How this skill works

The skill inspects how API keys and secrets are managed and recommends actionable changes: environment variable usage, git ignore rules, scoped keys per environment, rotation workflow, and webhook signature verification. It outlines detection and mitigation steps for common security issues and provides patterns for service accounts and audit logging.
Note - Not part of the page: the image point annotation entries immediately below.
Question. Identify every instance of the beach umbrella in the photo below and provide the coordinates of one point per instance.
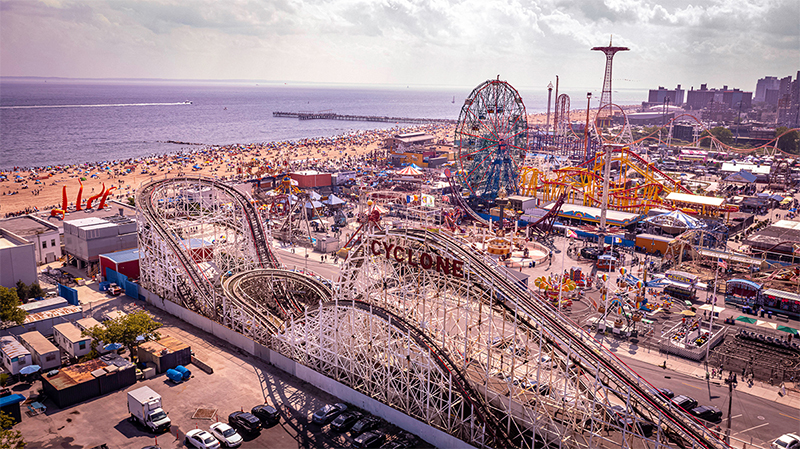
(30, 369)
(767, 324)
(112, 346)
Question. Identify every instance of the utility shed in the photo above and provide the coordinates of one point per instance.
(10, 404)
(44, 353)
(44, 321)
(77, 383)
(166, 353)
(69, 338)
(15, 356)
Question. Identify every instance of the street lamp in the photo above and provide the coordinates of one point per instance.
(738, 123)
(549, 93)
(586, 128)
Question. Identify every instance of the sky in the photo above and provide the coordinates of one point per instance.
(401, 42)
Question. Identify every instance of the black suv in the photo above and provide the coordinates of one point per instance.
(245, 422)
(684, 402)
(345, 420)
(328, 412)
(365, 424)
(266, 413)
(708, 413)
(370, 439)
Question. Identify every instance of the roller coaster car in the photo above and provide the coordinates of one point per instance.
(607, 262)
You can follow the stepwise instructions to verify new keys, revoke old ones, and implement audit entries for compliance.

When to use it

Securing Instantly API keys before deploying to production
Implementing least-privilege access across dev/staging/prod
Auditing existing Instantly configuration for exposed keys or excessive scopes
Setting up webhook signature verification for incoming events
Designing an audit logging workflow for Instantly API activity

Best practices

Never commit .env files or secrets to version control; add all .env* to .gitignore
Store keys in environment variables or a secrets manager, not in code
Use separate keys per environment and per service (reader/writer service account pattern)
Grant minimal scopes required by each environment and regularly review permissions
Rotate keys on a schedule and immediately if a key is exposed; verify new keys before revoking old ones
Validate webhook signatures with a timing-safe HMAC comparison and log verification results

Example use cases

Quick checklist before a production rollout: env vars in place, keys scoped, rotation scheduled, audit logging enabled
Implementing a reader/writer service account model for least privilege in microservices
Responding to a detected exposed key: rotate, verify, and revoke using the described workflow
Adding audit entries for sensitive API calls to support compliance and incident investigation
Setting up automated scans to detect long-lived keys and prompt rotation

FAQ

How often should I rotate Instantly API keys?

Rotate keys on a regular cadence (e.g., every 90 days) and immediately after any suspected exposure. Adjust frequency based on risk and regulatory needs.

What scopes should production keys have?

Production keys should only include the exact scopes required for operation. Avoid broad read:* or write:* permissions unless strictly necessary.

How do I verify a webhook is genuine?

Compute an HMAC (e.g., sha256) of the payload using the webhook secret and compare with the provided signature using timing-safe equality. Log failures for investigation.